Fraud and Scams

There is never a bad time to brush up on your knowledge of fraud and scams, as cybercriminals routinely discover new ways to prey on victims. We have provided four articles from the Federal Deposit Insurance Corporation (FDIC), Consumer Financial Protection Bureau (CFPB), and the Federal Trade Commission (FTC) to help you stay informed of some of the most common tactics pertaining to fraud, phishing scams, and identity theft.

The FDIC created a short, four-question quiz to test how well you can spot fraud and scams. Each question provides insight on why the scenario is likely or unlikely to be a fraud or scam, as well as steps you can take to make sure you do not fall victim to these predatory messages. One noticeable takeaway from the quiz is that fraudsters and scammers will use multiple types of communication, including text messages, emails, the internet, and social media, among others, to reach victims.

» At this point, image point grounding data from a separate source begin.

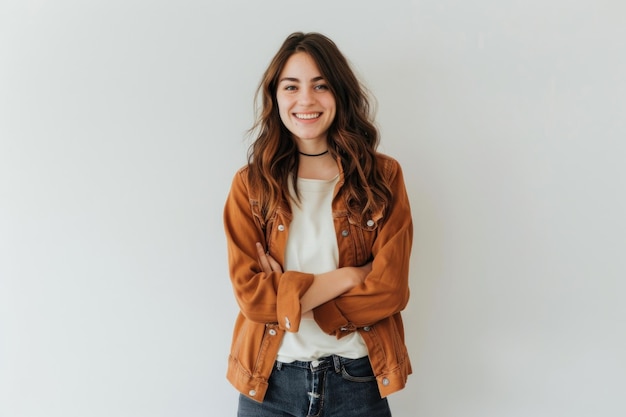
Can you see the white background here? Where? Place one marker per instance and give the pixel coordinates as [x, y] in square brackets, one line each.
[122, 123]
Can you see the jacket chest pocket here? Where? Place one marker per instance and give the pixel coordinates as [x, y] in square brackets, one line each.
[362, 234]
[276, 233]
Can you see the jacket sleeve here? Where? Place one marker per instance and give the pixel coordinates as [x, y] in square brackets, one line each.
[262, 297]
[385, 290]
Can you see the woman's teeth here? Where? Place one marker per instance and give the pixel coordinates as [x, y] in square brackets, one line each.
[307, 116]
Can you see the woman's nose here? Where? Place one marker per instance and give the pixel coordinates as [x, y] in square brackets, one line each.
[306, 96]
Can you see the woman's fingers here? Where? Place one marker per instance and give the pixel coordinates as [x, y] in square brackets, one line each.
[263, 259]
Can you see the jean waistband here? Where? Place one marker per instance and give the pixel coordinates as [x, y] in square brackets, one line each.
[321, 364]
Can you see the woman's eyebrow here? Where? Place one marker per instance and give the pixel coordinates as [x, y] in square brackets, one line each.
[296, 80]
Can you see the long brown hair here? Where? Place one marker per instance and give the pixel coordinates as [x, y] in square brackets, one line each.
[273, 156]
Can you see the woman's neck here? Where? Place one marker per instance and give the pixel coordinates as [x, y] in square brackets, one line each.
[322, 167]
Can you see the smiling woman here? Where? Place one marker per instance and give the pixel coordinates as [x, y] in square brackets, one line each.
[319, 235]
[306, 105]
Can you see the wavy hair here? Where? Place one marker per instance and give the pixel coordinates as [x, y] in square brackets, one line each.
[352, 136]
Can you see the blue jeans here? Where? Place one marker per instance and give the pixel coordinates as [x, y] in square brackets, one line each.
[329, 387]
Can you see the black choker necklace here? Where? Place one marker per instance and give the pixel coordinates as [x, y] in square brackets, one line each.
[313, 154]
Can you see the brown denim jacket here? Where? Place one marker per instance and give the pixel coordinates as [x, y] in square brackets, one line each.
[270, 303]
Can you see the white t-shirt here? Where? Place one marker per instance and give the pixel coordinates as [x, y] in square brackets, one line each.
[312, 247]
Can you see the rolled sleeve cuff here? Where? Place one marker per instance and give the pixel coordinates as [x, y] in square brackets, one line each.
[291, 288]
[332, 321]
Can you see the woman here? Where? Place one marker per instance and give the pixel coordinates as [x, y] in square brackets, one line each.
[319, 235]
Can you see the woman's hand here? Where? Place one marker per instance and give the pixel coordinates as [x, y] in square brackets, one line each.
[361, 273]
[268, 264]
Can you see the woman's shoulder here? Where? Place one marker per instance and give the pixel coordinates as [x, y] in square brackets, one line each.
[388, 164]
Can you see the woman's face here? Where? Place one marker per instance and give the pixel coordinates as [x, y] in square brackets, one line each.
[305, 103]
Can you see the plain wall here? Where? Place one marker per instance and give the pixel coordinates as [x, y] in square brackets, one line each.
[123, 122]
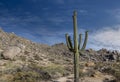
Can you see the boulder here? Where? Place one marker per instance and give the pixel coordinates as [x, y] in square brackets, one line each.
[11, 52]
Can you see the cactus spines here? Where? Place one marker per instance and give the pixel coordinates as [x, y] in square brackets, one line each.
[78, 48]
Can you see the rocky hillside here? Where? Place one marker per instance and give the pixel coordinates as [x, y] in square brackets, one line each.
[22, 60]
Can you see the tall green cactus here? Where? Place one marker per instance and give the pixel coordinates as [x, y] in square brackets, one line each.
[77, 49]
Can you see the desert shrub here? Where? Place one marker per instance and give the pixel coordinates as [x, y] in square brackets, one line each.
[29, 76]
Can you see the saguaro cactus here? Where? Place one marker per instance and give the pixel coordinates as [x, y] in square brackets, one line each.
[77, 49]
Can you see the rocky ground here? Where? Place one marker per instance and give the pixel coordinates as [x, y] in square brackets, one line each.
[22, 60]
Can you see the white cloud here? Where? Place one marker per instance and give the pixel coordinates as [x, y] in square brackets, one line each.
[106, 38]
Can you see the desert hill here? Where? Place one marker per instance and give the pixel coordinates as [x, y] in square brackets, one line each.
[22, 60]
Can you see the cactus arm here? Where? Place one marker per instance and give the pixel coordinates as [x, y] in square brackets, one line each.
[80, 41]
[85, 41]
[68, 41]
[75, 31]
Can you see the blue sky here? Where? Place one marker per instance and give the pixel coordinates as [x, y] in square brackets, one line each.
[47, 21]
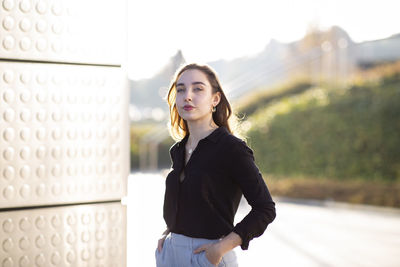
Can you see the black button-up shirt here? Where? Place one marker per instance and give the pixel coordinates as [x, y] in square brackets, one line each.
[219, 171]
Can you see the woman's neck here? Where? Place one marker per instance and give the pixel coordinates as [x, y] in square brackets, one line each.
[199, 131]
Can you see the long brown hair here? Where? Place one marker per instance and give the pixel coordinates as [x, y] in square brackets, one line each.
[223, 116]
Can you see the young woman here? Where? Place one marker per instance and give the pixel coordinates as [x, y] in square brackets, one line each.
[211, 169]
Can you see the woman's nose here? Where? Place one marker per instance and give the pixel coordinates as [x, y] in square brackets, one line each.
[188, 95]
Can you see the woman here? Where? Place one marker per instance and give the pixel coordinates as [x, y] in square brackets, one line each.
[211, 169]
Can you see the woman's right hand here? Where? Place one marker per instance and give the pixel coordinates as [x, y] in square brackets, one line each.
[161, 243]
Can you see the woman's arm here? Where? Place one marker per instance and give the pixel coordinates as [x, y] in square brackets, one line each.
[162, 239]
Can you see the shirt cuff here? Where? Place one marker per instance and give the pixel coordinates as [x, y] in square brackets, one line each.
[245, 239]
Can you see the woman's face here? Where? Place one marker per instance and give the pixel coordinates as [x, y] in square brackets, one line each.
[194, 98]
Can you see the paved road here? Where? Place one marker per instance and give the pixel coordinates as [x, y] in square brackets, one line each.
[302, 234]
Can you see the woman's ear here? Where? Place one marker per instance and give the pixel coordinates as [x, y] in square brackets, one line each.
[216, 98]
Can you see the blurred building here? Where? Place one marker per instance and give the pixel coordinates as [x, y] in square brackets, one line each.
[63, 133]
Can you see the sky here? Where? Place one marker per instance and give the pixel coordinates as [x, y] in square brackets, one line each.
[209, 30]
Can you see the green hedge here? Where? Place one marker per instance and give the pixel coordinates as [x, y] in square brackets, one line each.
[342, 133]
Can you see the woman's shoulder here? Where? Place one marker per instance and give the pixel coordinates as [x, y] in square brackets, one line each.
[232, 141]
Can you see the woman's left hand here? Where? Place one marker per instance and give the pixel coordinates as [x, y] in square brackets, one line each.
[212, 252]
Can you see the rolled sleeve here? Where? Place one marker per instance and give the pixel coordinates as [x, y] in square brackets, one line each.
[245, 173]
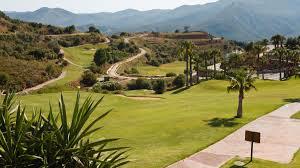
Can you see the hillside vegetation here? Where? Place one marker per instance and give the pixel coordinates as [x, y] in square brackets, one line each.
[30, 52]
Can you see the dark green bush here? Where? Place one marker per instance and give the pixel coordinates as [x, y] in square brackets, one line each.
[107, 86]
[88, 78]
[3, 80]
[159, 86]
[179, 81]
[131, 71]
[139, 84]
[171, 74]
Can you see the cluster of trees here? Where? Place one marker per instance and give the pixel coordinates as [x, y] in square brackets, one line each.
[93, 29]
[114, 53]
[75, 40]
[21, 74]
[55, 140]
[28, 60]
[198, 60]
[15, 25]
[162, 53]
[26, 46]
[159, 85]
[284, 59]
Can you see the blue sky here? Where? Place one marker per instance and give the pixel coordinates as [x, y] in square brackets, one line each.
[91, 6]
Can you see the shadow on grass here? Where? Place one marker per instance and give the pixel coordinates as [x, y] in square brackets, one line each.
[222, 122]
[243, 166]
[292, 100]
[180, 90]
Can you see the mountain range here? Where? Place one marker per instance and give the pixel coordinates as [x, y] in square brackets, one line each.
[242, 20]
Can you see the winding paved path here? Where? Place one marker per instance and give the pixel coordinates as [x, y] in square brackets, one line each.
[113, 70]
[62, 75]
[279, 141]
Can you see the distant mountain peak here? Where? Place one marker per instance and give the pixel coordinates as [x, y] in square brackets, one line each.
[233, 19]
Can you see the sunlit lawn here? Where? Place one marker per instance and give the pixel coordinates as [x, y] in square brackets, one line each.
[161, 132]
[296, 116]
[176, 67]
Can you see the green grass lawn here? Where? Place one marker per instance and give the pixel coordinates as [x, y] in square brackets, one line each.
[296, 116]
[161, 132]
[82, 55]
[257, 163]
[176, 67]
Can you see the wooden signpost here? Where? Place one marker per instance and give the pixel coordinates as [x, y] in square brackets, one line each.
[252, 137]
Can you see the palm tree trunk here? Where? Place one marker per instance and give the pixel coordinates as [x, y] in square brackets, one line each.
[206, 70]
[186, 70]
[197, 69]
[191, 71]
[240, 105]
[280, 68]
[215, 68]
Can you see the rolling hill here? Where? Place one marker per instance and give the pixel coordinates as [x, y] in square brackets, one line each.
[234, 19]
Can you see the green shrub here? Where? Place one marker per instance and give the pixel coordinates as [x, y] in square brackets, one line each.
[55, 140]
[179, 81]
[96, 69]
[107, 86]
[88, 78]
[3, 80]
[159, 86]
[171, 74]
[132, 71]
[139, 84]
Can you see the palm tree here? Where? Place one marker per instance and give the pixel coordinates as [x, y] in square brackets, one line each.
[278, 40]
[186, 50]
[280, 54]
[197, 60]
[215, 54]
[205, 55]
[258, 49]
[241, 81]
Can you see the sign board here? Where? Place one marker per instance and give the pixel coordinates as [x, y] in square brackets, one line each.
[252, 136]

After you take the quiz, you can find out more about which measures to take to protect yourself from fraud and scams in this article from the CFPB. Here are a few ways you can be proactive:

  • Avoid sharing passwords or account numbers associated with credit cards or Social Security
  • Don’t pay up front for a promised prize. An example is if you are asked to pay taxes or fees before you can receive the prize
  • Compare prices and collect more information after receiving sales pitches
  • Ask yourself if something sounds too good to be true
  • Be cautious of deals that are advertised as “good for today only”
  • Put your number on the National Do Not Call Registry at or call 888-382-1222

Phishing is another tactic used by cybercriminals. Emails and text messages are the most common medium used to phish victims into giving up their personal information, such as passwords, account numbers, or Social Security numbers. Be sure to pay close attention to the sender’s email address before you click on email links and attachments, as phishers often disguise themselves as companies you know and trust. Four steps you can take to protect yourself include using security software, setting up automatic updates on your phone, using multi-factor authentication, and backing up your data. The FTC provides helpful advice on how to recognize phishing, how to protect yourself from phishing attacks, what to do if you suspect a phishing attack, what to do if you responded to a phishing email, and how to report phishing.

The CFPB identifies steps you should take to protect yourself if you think you have been a victim of identity theft. One step is to contact the three nationwide credit reporting companies, Equifax, Experian, and TransUnion, and place an initial fraud alert on your credit report. This will be kept on file for one year. If your identity has been stolen and you have filed an identity theft report, you can place an extended alert, which will last for seven years. Another option is to place a security freeze – also known as a credit freeze – on your credit report. This will prevent new creditors from accessing your credit file and others from opening accounts in your name until you lift the freeze. You can freeze and unfreeze for free with Equifax, Experian, and TransUnion.